Alias: None
Product: Red Hat Enterprise Linux 3
Classification: Red Hat
Component: kernel   
(Show other bugs)
Version: 3.0
Hardware: i386
OS: Linux
Target Milestone: ---
Assignee: Larry Woodman
QA Contact: Brian Brock
Depends On:
Blocks: 103278
TreeView+ depends on / blocked
Reported: 2003-08-01 17:30 UTC by Suhua Ding
Modified: 2007-11-30 22:06 UTC (History)
4 users (show)

Fixed In Version:
Doc Type: Bug Fix
Doc Text:
Story Points: ---
Clone Of:
Last Closed: 2006-12-02 00:07:56 UTC
Type: ---
Regression: ---
Mount Type: ---
Documentation: ---
Verified Versions:
Category: ---
oVirt Team: ---
RHEL 7.3 requirements from Atomic Host:
Cloudforms Team: ---

Attachments (Terms of Use)
tar file includes meinfo, slabinfo and alt sysre output during freeze (files are bzipped) (280.00 KB, application/octet-stream)
2003-08-01 17:36 UTC, Suhua Ding
no flags Details
meminfo, slabinfo, top and profile collected during test. (180.00 KB, application/octet-stream)
2003-08-27 06:53 UTC, Suhua Ding
no flags Details
meminfo, slabinfo, top collected during test. (40.00 KB, application/octet-stream)
2003-09-20 17:34 UTC, Suhua Ding
no flags Details
alt sysrq output - bzipped (164.56 KB, application/octet-stream)
2003-09-23 05:20 UTC, Suhua Ding
no flags Details
alt sysrq p output - bzipped (30.00 KB, text/plain)
2003-09-23 18:36 UTC, Suhua Ding
no flags Details
memory and top output when hugemem kernel hangs (80.00 KB, application/octet-stream)
2003-09-29 21:33 UTC, Suhua Ding
no flags Details
alt-sysrq-m output when hugemem hangs (1.40 KB, text/plain)
2003-09-29 21:35 UTC, Suhua Ding
no flags Details
select.c file (675 bytes, text/plain)
2003-10-31 04:37 UTC, Suhua Ding
no flags Details

Comment 1 Suhua Ding 2003-08-01 17:36:02 UTC
Created attachment 93335 [details]
tar file includes meinfo, slabinfo and alt sysre output during freeze (files are bzipped)

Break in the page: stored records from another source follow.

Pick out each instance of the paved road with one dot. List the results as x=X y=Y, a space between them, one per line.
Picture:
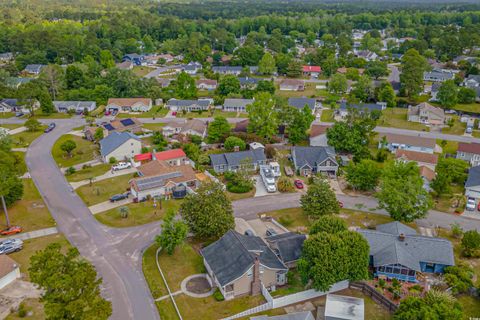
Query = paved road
x=116 y=254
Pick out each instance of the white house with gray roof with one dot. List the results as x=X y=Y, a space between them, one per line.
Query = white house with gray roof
x=312 y=160
x=120 y=145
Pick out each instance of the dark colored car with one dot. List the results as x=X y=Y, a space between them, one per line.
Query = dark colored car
x=50 y=127
x=11 y=230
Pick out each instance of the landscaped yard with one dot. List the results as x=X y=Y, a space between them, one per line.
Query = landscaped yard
x=139 y=213
x=397 y=118
x=102 y=190
x=30 y=212
x=85 y=151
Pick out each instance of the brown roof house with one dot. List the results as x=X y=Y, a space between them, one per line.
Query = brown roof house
x=427 y=114
x=159 y=179
x=129 y=104
x=292 y=85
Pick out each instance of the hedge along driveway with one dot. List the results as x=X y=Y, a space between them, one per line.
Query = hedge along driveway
x=85 y=151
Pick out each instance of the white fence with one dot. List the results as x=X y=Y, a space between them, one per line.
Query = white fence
x=273 y=303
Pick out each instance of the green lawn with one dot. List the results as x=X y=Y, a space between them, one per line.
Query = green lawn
x=87 y=173
x=397 y=118
x=85 y=151
x=156 y=111
x=30 y=212
x=139 y=213
x=102 y=190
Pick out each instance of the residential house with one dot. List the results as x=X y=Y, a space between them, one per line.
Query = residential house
x=129 y=104
x=206 y=84
x=159 y=179
x=300 y=103
x=120 y=146
x=239 y=265
x=235 y=70
x=318 y=135
x=426 y=113
x=34 y=69
x=313 y=160
x=188 y=105
x=287 y=246
x=236 y=105
x=304 y=315
x=76 y=106
x=344 y=308
x=292 y=85
x=233 y=161
x=438 y=76
x=409 y=143
x=9 y=271
x=174 y=157
x=469 y=152
x=343 y=110
x=120 y=125
x=398 y=252
x=312 y=71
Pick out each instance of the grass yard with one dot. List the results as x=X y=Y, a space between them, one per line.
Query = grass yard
x=85 y=151
x=139 y=213
x=24 y=139
x=102 y=190
x=89 y=172
x=397 y=118
x=30 y=212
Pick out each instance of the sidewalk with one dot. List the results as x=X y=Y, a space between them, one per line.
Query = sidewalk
x=109 y=174
x=107 y=205
x=35 y=234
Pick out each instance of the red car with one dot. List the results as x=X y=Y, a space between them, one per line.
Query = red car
x=11 y=230
x=298 y=183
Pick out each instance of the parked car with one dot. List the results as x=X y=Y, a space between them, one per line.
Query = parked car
x=121 y=165
x=11 y=230
x=119 y=197
x=50 y=127
x=298 y=183
x=470 y=204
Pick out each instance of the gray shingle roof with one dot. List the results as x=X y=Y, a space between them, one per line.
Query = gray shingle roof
x=300 y=103
x=388 y=248
x=311 y=156
x=115 y=140
x=233 y=255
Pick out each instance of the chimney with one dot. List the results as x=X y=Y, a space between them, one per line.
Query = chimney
x=256 y=283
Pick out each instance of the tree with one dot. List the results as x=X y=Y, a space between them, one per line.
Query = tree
x=173 y=233
x=68 y=146
x=387 y=94
x=448 y=94
x=232 y=142
x=331 y=257
x=338 y=84
x=319 y=200
x=266 y=65
x=262 y=116
x=208 y=213
x=363 y=175
x=471 y=243
x=402 y=193
x=218 y=130
x=32 y=124
x=71 y=287
x=413 y=67
x=229 y=84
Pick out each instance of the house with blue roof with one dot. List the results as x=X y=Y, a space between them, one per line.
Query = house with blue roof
x=397 y=251
x=120 y=145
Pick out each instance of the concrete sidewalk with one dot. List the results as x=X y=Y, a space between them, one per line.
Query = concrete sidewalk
x=109 y=174
x=35 y=234
x=107 y=205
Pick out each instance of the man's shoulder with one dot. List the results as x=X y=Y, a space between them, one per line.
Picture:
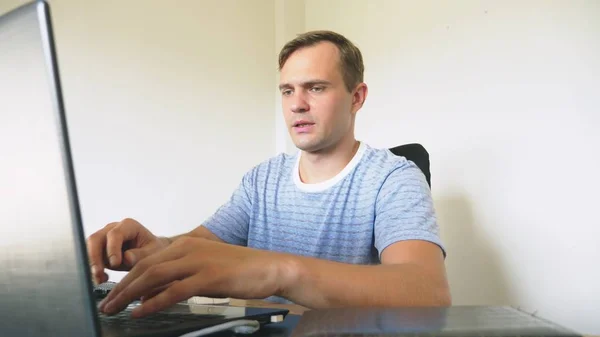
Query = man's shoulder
x=381 y=161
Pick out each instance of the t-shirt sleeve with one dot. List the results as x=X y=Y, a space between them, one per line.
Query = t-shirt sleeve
x=404 y=209
x=230 y=222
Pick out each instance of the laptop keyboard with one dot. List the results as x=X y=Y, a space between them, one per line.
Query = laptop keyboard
x=157 y=320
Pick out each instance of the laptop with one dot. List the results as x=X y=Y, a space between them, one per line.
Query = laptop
x=45 y=281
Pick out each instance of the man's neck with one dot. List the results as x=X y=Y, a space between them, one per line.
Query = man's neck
x=324 y=165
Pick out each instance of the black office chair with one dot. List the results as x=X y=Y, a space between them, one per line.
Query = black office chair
x=417 y=154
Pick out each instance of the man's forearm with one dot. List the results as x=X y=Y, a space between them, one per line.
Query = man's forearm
x=318 y=283
x=198 y=232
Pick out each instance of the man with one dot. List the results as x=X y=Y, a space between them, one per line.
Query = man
x=339 y=224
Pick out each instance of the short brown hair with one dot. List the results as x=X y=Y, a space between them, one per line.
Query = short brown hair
x=351 y=62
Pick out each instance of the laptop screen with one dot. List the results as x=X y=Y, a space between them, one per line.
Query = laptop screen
x=43 y=287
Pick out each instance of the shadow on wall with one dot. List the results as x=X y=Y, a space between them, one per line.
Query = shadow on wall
x=474 y=272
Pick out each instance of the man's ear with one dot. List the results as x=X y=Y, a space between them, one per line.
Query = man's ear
x=359 y=95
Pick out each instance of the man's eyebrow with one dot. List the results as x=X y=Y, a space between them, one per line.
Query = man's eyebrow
x=305 y=84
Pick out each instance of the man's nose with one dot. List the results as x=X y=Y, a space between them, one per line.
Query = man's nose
x=299 y=103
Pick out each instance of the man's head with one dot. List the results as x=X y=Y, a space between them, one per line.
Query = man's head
x=322 y=88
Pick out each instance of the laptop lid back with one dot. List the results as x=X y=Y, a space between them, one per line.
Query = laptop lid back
x=44 y=279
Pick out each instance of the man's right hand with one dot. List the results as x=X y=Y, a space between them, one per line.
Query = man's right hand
x=119 y=246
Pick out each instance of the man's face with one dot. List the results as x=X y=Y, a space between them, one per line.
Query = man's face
x=318 y=109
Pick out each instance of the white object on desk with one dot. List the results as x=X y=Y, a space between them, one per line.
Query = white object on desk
x=207 y=300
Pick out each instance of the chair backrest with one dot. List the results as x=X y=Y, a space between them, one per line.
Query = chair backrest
x=417 y=154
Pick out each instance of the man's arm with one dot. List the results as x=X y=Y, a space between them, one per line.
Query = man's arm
x=199 y=232
x=412 y=273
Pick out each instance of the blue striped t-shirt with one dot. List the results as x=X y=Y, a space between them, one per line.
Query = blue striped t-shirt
x=377 y=199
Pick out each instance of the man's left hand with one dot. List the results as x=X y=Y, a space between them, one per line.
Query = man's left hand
x=195 y=267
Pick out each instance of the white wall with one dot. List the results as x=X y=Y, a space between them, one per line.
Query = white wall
x=504 y=95
x=168 y=104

Comment 2 Rik van Riel 2003-08-01 19:01:55 UTC
What is the 'oast' test tool ?

I'd like to try reproducing the bug here, so we can see exactly what's going on.

Comment 3 Suhua Ding 2003-08-02 00:30:17 UTC
Martin Jenner has this tool. "Oracle automated stress 
tool". But you may not able to reproduce this bug as 
you may not have database which I have in size.

Hete are steps to reproduce this bug.

1) up kernel
2) 10i databse ( I do not know martin has that or 
not? I can provide tarball to martin but I do not 
know how?)
3) 4 GB of memory
4) create 200 ware house database using oast tool ( 
I am using 5 data disks of 18 GB)
5) use directIO option in init.ora file
6) run 1000 user test with 1.8 GB of sga

May be it is difficult to reproduce this test at Red 
Hat. I will help my best so that you can reproduce it 
at Red Hat.

Please let me know if you need any other information. 
I can reproduce it very easily at Oracle.

Comment 4 Suhua Ding 2003-08-27 06:50:49 UTC
I have verified this bug in 411 kernel. I have colloected meminfo, slabinfo top 
at every minutes. You can see in meminfo there is no collection during 20-30 
minutes of interval. Also profile during that time is colloected at every 
minute. Also this test is done on up and ODIRECT is enabled.

Comment 5 Suhua Ding 2003-08-27 06:53:16 UTC
Created attachment 93970 [details]
meminfo, slabinfo, top and profile collected during test.

Comment 6 Suhua Ding 2003-09-20 17:32:36 UTC
I have verified this bug on 2.EL kernel as per Larry's request. I have 
colloected meminfo, slabinfo at every minutes and top at every 10 
minutes. You can see in meminfo there is no collection during 20-30 
minutes of interval. Also this test is done on up and ODIRECT is enabled. 
 I was running tpcc (oast) test on 10g database with 1000 user. Test 
should be done in about 45 to 50 minutes, but took 1 hour and 40 
minutes. Log for meminfo, slabinfo, top is attached. Please let me know 
if you need anything

Comment 7 Suhua Ding 2003-09-20 17:34:08 UTC
Created attachment 94613 [details]
meminfo, slabinfo, top collected during test.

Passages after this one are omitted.